- Supreme Court of the United States

Argued April 23, 1968 Decided June 17, 1968
- Full case name: King, Commissioner, Department of Pensions and Security, et al. v. Smith et al.
- Citations: 392 U.S. 309 (more) 88 S. Ct. 2128; 20 L. Ed. 2d 1118; 1968 U.S. LEXIS 1139

Holding
- Aid to Families with Dependent Children cannot be denied to families of qualifying children based on a substitute father.

Court membership
- Chief Justice Earl Warren Associate Justices Hugo Black · William O. Douglas John M. Harlan II · William J. Brennan Jr.

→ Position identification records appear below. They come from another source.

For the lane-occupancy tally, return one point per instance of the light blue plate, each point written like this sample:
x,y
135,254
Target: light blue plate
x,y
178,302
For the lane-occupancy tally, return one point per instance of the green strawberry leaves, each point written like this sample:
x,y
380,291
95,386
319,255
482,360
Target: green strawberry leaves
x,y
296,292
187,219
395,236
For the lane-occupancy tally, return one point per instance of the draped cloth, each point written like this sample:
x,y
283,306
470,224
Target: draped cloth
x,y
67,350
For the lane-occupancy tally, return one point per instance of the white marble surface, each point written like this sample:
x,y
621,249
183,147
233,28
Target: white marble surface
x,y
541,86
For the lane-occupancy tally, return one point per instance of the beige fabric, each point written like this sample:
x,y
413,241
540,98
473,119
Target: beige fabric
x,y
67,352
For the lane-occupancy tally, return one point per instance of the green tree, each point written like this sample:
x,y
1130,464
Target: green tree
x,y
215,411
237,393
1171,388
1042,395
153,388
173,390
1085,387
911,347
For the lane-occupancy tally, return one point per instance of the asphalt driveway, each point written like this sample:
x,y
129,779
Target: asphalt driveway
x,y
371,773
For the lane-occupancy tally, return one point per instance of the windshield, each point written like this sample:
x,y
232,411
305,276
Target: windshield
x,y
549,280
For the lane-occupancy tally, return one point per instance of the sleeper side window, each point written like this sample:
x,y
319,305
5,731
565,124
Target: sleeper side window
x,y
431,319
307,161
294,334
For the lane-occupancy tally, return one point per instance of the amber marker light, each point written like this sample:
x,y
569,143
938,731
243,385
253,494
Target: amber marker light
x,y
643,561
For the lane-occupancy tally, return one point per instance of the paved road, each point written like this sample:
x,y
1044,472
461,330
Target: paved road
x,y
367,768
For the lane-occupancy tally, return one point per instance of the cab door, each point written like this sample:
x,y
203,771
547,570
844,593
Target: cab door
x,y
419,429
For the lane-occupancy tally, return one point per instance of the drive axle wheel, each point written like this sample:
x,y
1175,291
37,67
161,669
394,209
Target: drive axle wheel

Potter Stewart · Byron White Abe Fortas · Thurgood Marshall

Case opinions
- Majority: Warren, joined by Black, Harlan, Brennan, Stewart, White, Fortas, Marshall
- Concurrence: Douglas

= King v. Smith =

King v. Smith, 392 U.S. 309 (1968), was a unanimous decision in which the Supreme Court of the United States held that Aid to Families with Dependent Children (AFDC) could not be withheld because of the presence of a "substitute father" who visited a family on weekends. The issue before the US Supreme Court involved how the states could determine how to implement a federal program. The court used the term "co-operative federalism." Shapiro v. Thompson, King v. Smith and Goldberg v. Kelly were a set of successful Supreme Court cases that dealt with Welfare, specifically referred to as a part of 'The Welfare Cases'.

==Background==
Mrs. Sylvester Smith was a Dallas County, Alabama resident who had four children, without a biological father providing support. The father of three of her children had died and the father of her fourth child was not in the picture. Thus, she qualified for AFDC. She was, however, having an affair with a Mr. Williams. Mr. Williams had nine children of his own. Williams, who visited on weekends, was counted as a "substitute father", thus disqualifying the family for aid according to Alabama Law.

==Decision==
In a unanimous decision, the Court held that the term "father" did not include substitute fathers because Williams was under no obligation to support Smith's children. Martin Garbus spoke for the appellees of the case.